No lo hizo. O no lo suficiente como para impedir que ocupáramos la casa aquella misma noche. A la hora de la comida estábamos sentados a la inestable mesa del
catering
en la grava de delante de la casa, disfrutando todo lo que podíamos de nuestro almuerzo prefabricado, cuando Simon regresó con aire triunfal, bailando y dando puñetazos al aire para subrayar sus palabras.
—¡Ya es nuestra!
—¿Cuándo?
—Hoy.
—¿Qué hacemos con el hotel?
—Ya está arreglado. Les he avisado que nos vamos los tres y que iremos a por nuestras cosas y a pagar en cuanto podamos. Están ganando tanto dinero con la película que no han protestado mucho. —Sonrió—. Edith y Charles nos han invitado a cenar esta noche otra vez para que no tengamos que preocuparnos por hacer la compra.
—Edith y Charles son tremendamente generosos —dijo Bella, dejando que los nombres a los que no estaba acostumbrada se enredaran en su lengua mientras me dirigía una sonrisa intrigante. Pude darme cuenta de que Simon estaba destinado a proporcionarle grandes momentos de diversión.
Fue bastante aburrido tener que volver a Broughton por segunda noche consecutiva y tener que dar más conversación a «Tigger» y «Googie». Bella y yo nos confesaríamos más tarde que los dos habíamos pensado en escurrir el bulto. Imagino que Simon no tenía los mismos escrúpulos. Pero al final los dos llegamos, cada uno por su parte, a la conclusión de que habría sido una ingratitud ante lo que era tanto un favor por su parte como una mejora drástica de nuestra estancia, así que, una vez más, poco después de las ocho en punto llegábamos en coche y nos dirigíamos a la puerta principal.

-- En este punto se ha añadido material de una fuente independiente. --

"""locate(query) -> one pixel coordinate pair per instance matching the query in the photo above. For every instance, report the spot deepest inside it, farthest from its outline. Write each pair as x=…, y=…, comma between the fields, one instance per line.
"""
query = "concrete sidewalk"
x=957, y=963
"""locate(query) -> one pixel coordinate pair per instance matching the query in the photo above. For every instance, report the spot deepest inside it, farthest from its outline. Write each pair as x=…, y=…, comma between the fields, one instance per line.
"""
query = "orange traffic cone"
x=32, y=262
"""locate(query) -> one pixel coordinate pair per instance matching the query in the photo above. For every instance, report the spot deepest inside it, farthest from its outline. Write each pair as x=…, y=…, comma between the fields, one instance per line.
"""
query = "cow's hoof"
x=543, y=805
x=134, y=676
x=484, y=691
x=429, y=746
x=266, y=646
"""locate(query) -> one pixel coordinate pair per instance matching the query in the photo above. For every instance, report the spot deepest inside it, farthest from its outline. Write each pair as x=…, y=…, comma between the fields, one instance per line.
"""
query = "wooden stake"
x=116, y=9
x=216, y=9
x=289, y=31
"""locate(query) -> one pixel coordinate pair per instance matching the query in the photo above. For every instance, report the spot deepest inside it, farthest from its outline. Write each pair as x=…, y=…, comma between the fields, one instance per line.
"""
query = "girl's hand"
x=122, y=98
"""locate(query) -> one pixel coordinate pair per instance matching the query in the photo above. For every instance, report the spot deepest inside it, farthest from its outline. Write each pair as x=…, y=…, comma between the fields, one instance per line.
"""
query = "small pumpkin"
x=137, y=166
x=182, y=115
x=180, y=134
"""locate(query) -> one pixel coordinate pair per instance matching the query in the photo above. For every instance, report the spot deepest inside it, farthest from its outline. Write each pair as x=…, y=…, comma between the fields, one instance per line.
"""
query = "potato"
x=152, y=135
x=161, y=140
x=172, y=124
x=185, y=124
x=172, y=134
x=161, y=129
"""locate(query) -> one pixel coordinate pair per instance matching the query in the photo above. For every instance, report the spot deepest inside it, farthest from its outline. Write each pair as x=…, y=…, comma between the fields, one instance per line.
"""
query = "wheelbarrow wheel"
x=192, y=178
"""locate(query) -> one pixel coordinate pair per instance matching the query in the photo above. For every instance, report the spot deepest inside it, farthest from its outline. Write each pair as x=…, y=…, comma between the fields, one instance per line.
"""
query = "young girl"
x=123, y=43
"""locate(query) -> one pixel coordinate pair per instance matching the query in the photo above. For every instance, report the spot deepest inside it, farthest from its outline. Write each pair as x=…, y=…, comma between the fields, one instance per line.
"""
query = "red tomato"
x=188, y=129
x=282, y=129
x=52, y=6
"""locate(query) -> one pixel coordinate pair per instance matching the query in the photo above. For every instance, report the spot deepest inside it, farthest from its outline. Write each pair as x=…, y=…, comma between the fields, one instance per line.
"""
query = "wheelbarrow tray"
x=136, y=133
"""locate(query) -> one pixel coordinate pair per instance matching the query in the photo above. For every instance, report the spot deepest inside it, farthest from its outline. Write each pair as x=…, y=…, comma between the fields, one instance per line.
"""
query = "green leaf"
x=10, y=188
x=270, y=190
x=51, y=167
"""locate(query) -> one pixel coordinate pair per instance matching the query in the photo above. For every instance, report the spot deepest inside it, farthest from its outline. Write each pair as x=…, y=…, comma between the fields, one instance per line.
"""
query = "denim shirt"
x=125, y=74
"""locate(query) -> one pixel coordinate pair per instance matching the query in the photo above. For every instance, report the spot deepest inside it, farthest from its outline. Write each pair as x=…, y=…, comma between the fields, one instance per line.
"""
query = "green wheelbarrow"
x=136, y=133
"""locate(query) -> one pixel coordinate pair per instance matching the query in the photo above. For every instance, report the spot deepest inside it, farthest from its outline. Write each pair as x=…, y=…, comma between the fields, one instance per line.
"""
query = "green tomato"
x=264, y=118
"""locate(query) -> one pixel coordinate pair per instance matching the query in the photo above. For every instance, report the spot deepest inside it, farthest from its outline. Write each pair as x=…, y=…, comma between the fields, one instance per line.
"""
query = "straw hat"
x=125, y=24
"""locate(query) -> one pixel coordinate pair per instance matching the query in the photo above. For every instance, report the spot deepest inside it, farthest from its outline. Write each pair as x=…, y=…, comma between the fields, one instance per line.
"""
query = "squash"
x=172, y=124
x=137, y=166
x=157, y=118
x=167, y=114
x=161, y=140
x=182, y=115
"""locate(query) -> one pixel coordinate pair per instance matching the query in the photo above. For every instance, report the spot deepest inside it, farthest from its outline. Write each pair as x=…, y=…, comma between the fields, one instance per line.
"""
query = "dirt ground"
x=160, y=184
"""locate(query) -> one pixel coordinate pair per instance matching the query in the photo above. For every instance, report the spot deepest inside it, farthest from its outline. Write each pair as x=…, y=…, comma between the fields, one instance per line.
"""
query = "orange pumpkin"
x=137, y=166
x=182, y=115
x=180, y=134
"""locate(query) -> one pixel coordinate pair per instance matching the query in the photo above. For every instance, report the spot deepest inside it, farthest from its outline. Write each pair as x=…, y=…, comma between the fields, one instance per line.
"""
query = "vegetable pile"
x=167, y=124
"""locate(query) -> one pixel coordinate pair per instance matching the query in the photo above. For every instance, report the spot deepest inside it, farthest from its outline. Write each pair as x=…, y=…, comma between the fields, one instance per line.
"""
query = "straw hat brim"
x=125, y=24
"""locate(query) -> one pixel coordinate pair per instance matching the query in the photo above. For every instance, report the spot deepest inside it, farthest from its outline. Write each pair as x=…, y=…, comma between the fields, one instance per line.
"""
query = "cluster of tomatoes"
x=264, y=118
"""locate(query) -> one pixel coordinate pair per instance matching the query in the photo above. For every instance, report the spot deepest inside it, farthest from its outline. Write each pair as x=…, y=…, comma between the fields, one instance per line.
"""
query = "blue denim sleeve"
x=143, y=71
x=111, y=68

Simon era otro hombre. La noche anterior su chulería natural (que él por supuesto desconocía) había desvelado su incompetencia social de manera incuestionable. Había citado nombres sin categoría y hablado de eventos sociales que bien no tenían la menor relevancia o que estaba claro que no dominaba en absoluto. Al final resultaba difícil no sentir un punto de simpatía por su ramplonería, a pesar del éxito que estaba teniendo con la anfitriona. Como muchos actores, y otros que no lo son, se había visto atrapado en la necesidad de demostrar su derecho a pertenecer a un mundo que reclamaba como propio desde hacía tiempo, pero que rara vez había pisado, si lo había hecho en alguna ocasión. Sin embargo aquella noche se sentía libre. Poseía ese brillo que distingue a los ególatras inseguros cuando descubren que sus dudas eran infundadas y que
gustan
de verdad. No era fácil ignorar la mirada divertida de Bella mientras subíamos a la sala de estar, con Simon pasando la mano por la barandilla lustrosa y charlando amistosamente con el mayordomo como un amigo de la familia de toda la vida. Una vez en nuestro destino, vimos cómo saludaba tanto a lord y, sobre todo, a lady Uckfield como si fueran viejos amigos.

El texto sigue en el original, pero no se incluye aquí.